After a long dry spell of several weeks during which the Cleveland Indians found it nearly impossible to score runs, the team has scored 21 runs in its last three games.

The trouble is, they scored all 21 of those runs in the first two of those three games. Today they didn’t score anything—zero, zilch, zip, bupkis, nada—and the pitching staff gave up 11 of the darned things, as the White Sox stomped the Indians by a score of 11-0 at Progressive Field tonight. In a game which the White Sox absolutely had to win to keep their all-but-moribund playoff hopes alive, the Sox came through in a big way. They held the Indians to only five baserunners all evening, and two of those came in the ninth inning when the game was well in hand for Chicago.

Rookie pitcher Hector Santiago started for the White Sox and went seven innings, giving up only one hit, a third-inning single to Shin-Soo Choo. White Sox pitchers struck out 12 Indians hitters; Santiago recorded 10 of them. Each Indians starter except Michael Brantley struck out at least once; Lonnie Chisenhall whiffed three times.

Indians starter Corey Kluber started out strong, shutting the White Sox down over the first five innings, holding them scoreless over that time.
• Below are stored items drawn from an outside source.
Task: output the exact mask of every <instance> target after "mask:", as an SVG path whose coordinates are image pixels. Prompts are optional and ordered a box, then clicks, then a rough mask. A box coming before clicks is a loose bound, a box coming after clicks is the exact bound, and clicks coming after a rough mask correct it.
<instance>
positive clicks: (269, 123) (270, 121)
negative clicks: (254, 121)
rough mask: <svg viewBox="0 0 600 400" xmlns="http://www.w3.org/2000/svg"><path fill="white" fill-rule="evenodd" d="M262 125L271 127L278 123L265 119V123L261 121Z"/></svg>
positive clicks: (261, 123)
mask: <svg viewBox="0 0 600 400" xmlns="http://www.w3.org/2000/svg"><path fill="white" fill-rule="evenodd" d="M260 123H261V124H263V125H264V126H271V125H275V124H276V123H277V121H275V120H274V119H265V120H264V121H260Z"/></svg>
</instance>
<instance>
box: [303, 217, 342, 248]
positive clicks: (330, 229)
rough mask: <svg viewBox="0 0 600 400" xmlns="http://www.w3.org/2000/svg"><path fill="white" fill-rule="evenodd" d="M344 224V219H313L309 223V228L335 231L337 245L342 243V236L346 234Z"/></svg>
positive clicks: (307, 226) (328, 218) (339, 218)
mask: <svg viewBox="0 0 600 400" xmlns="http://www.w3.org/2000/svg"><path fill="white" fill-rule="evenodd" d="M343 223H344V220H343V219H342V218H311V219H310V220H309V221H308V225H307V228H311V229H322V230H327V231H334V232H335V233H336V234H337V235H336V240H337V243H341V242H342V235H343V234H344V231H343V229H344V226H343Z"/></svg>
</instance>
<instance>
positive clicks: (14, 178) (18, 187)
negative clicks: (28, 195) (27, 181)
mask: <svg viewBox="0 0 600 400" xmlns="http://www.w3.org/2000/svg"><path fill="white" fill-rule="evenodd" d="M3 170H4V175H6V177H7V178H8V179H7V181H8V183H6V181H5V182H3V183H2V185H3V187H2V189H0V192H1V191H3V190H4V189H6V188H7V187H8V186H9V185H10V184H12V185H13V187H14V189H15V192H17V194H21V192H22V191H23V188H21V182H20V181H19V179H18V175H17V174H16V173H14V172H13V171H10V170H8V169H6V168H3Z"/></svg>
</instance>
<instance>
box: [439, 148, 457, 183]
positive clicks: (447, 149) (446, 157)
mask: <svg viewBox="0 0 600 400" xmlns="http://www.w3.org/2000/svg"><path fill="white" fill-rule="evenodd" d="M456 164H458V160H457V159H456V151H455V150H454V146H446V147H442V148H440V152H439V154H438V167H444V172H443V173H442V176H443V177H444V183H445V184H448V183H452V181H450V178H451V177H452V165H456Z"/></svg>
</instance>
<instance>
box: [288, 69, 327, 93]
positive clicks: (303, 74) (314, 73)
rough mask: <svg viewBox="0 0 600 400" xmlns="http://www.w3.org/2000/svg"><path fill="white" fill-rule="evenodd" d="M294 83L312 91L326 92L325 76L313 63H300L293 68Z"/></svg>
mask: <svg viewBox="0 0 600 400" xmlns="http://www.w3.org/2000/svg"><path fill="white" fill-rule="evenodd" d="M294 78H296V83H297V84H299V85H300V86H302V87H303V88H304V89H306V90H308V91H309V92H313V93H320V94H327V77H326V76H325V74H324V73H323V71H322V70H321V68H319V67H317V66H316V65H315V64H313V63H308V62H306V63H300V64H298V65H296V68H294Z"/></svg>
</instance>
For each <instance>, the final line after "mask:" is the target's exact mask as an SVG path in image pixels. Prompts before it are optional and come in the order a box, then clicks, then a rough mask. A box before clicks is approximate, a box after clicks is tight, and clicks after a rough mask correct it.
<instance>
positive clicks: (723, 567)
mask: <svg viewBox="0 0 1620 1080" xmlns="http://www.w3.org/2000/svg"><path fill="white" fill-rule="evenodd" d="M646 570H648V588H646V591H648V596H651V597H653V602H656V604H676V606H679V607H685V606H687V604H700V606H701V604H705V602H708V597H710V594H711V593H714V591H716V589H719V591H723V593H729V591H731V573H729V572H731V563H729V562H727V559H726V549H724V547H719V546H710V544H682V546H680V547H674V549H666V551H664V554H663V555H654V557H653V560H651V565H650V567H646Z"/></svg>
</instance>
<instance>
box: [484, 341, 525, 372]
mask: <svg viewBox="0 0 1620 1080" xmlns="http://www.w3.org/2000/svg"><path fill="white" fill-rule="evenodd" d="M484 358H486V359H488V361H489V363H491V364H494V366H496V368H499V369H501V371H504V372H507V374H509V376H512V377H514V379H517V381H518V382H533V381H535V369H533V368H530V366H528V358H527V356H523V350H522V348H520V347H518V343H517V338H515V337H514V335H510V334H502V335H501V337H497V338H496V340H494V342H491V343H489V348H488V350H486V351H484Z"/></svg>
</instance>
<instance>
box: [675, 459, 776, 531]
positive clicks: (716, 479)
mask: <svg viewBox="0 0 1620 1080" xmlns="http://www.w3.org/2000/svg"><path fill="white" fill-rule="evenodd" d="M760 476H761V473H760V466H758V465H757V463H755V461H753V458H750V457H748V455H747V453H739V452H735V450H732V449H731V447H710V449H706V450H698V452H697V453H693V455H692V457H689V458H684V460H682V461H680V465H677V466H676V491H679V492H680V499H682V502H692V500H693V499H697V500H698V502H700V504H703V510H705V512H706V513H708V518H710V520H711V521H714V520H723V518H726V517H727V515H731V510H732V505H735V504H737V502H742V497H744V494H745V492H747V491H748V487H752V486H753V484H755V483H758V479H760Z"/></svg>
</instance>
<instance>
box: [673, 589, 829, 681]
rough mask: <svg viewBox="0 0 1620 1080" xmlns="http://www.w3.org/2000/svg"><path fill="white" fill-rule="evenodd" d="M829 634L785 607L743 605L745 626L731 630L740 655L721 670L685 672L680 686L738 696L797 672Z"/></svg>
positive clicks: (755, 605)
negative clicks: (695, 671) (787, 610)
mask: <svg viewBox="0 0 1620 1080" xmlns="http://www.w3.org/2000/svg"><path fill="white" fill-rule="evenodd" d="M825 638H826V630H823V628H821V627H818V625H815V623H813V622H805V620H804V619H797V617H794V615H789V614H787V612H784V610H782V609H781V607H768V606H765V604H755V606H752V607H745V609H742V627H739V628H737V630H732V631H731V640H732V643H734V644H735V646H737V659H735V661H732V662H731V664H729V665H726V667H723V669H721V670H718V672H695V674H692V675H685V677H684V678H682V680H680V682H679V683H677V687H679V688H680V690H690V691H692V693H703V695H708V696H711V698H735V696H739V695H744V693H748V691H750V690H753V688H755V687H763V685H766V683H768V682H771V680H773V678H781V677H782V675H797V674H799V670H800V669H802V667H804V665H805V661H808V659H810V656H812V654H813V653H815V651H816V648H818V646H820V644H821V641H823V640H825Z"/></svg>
But he seemed to run out of gas in the sixth inning, allowing three hits and a walk and giving the White Sox a 2-0 lead. With his pitch count nearing the magic 100 mark, interim Tribe manager Sandy Alomar Jr. brought out Joe Smith to try to stanch the bleeding, but Smith gave up run-scoring singles to the first two batters he faced, and when the inning finally ended, Kluber was on the hook for four runs.

The White Sox scored again in the eighth, and they turned the game into a joke in the ninth inning, sending 10 batters to the plate and scoring six runs. The big blow was a grand slam by Dayan Viciedo off Indians reliever Scott Maine.

Despite the win, the White Sox were eliminated from contention as winners of the AL Central Division about an hour after the game ended, as the Detroit Tigers beat the Kansas City Royals, 6-3. The Tigers are once again the AL Central champs, and the White Sox, who even with tonight’s win are 3-7 over their last 10 games, will, like the Indians, watch the postseason from the comfort of their own homes.

I got to attend tonight’s game for free as part of the Indians’ Social Media Appreciation Night (Update: I wrote more about the event in this post).

In recent years, I’d fallen out of the habit of attending Indians games in late September, or October, on the grounds that A) the Indians are usually out of contention by then, and B) it gets kind of chilly at Progressive Field in the fall. But I found myself going to two games in the last four days and having a pretty good time, win or lose. I can’t do anything about condition A) above, but there’s nothing about condition B) that can’t be fixed by wearing a comfortable sweatshirt or hoodie. While of course I hope that next year finds the Indians playing meaningful games in the last week of the season, I know that I’ll be sure to attend a game or two next fall no matter what.